British court official and noble

Barbara Herbert, Countess of Pembroke (c.1668 - 1 August 1721) was a British court official and noble, the second wife of Thomas Herbert, 8th Earl of Pembroke. She became Lady of the Bedchamber for Princess Caroline of the Royal House of Hohenzollern.

==Biography==
The daughter of Sir Thomas Slingsby, 2nd Baronet, and his wife, Dorothy Cradock. Barbara had two brothers: Sir Henry Slingsby, 3rd Baronet (c.1660-1691), and Sir Thomas Slingsby, 4th Baronet (c.1668-1726)

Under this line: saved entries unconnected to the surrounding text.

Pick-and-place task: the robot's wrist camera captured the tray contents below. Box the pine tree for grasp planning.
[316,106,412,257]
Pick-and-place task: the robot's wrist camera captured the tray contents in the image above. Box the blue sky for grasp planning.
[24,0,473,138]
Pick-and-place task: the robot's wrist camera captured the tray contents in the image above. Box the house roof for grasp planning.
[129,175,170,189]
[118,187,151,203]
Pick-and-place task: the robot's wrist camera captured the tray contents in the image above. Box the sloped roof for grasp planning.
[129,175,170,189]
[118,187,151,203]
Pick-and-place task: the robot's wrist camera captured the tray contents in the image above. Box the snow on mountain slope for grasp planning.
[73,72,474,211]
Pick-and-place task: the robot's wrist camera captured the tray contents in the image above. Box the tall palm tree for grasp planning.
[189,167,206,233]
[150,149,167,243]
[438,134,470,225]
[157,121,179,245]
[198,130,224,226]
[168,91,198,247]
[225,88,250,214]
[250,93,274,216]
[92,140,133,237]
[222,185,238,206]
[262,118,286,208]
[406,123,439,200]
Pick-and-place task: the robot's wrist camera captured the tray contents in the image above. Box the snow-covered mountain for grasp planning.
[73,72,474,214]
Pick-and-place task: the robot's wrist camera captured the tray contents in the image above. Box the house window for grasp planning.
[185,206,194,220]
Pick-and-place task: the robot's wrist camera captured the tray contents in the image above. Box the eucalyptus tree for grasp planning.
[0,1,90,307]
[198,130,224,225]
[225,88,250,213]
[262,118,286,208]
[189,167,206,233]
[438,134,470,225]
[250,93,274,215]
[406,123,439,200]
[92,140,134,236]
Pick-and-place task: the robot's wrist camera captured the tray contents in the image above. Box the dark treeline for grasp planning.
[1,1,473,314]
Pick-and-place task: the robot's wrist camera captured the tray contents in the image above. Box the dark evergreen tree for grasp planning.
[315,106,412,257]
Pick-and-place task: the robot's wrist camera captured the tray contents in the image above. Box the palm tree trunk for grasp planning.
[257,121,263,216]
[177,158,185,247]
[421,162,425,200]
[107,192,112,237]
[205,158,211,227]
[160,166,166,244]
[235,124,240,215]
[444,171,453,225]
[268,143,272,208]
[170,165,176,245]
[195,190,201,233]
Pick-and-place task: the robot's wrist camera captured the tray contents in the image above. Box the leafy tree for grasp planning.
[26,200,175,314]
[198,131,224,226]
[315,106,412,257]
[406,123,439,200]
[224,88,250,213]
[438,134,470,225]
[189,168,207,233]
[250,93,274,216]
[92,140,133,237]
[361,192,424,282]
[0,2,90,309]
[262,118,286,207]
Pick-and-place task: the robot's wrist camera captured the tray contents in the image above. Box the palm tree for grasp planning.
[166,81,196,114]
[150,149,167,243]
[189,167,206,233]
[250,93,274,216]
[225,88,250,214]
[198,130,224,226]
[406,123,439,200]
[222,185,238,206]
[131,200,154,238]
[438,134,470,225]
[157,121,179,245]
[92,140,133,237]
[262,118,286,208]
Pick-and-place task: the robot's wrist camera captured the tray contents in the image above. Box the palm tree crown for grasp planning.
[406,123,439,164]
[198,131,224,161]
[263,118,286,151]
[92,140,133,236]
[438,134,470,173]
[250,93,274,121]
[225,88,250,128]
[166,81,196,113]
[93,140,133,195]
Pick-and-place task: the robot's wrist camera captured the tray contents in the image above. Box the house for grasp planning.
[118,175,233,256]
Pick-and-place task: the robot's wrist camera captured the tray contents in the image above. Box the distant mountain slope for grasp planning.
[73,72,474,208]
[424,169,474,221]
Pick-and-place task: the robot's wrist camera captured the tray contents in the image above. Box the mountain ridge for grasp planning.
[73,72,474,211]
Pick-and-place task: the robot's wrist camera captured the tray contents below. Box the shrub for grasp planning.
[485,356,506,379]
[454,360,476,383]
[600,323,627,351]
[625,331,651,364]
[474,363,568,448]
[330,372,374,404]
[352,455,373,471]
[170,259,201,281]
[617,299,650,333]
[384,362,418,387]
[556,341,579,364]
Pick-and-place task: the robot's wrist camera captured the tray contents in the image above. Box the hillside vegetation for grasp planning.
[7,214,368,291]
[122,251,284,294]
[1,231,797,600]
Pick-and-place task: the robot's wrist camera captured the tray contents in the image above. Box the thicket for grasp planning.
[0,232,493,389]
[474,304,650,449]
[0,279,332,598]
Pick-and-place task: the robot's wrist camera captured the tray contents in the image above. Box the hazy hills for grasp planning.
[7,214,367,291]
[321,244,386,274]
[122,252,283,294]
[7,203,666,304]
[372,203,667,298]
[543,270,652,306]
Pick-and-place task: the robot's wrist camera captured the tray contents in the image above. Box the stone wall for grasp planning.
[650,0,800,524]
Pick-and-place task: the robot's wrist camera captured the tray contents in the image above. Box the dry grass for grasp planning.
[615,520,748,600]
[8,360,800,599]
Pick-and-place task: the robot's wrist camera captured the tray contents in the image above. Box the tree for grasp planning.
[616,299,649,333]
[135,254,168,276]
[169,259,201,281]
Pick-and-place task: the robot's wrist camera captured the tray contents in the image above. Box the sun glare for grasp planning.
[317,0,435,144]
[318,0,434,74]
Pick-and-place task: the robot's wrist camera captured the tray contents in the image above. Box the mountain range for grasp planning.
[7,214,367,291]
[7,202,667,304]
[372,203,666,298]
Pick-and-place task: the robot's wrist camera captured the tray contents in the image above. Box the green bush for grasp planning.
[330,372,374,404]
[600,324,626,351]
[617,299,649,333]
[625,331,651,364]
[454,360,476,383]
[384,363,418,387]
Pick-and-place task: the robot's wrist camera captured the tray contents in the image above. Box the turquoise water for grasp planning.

She was married three times in all. Her first marriage was to Sir Richard Mauleverer, 4th Baronet, of Allerton Mauleverer, who died in 1689. On 14 February 1692/93, she married her second husband, John Arundell, 2nd Baron Arundell of Trerice (1649–1698), of Trerice, Cornwall, who died in 1698. As Lady Arundell, she had a son, Hon. Richard Arundell (1698–1759), who became MP for Knaresborough, Clerk of the Pipe, Surveyor of the Works and Master of the Mint.

She married the Earl of Pembroke on 21 September 1708, in London. The earl and countess had one daughter, Lady Barbara Herbert (died 27 December 1752), who on 3 October 1730 married William Dudley North.

In 1718, the countess became a Lady of the Bedchamber to the Princess of Wales, Caroline of Ansbach, retaining the position until her own death three years later.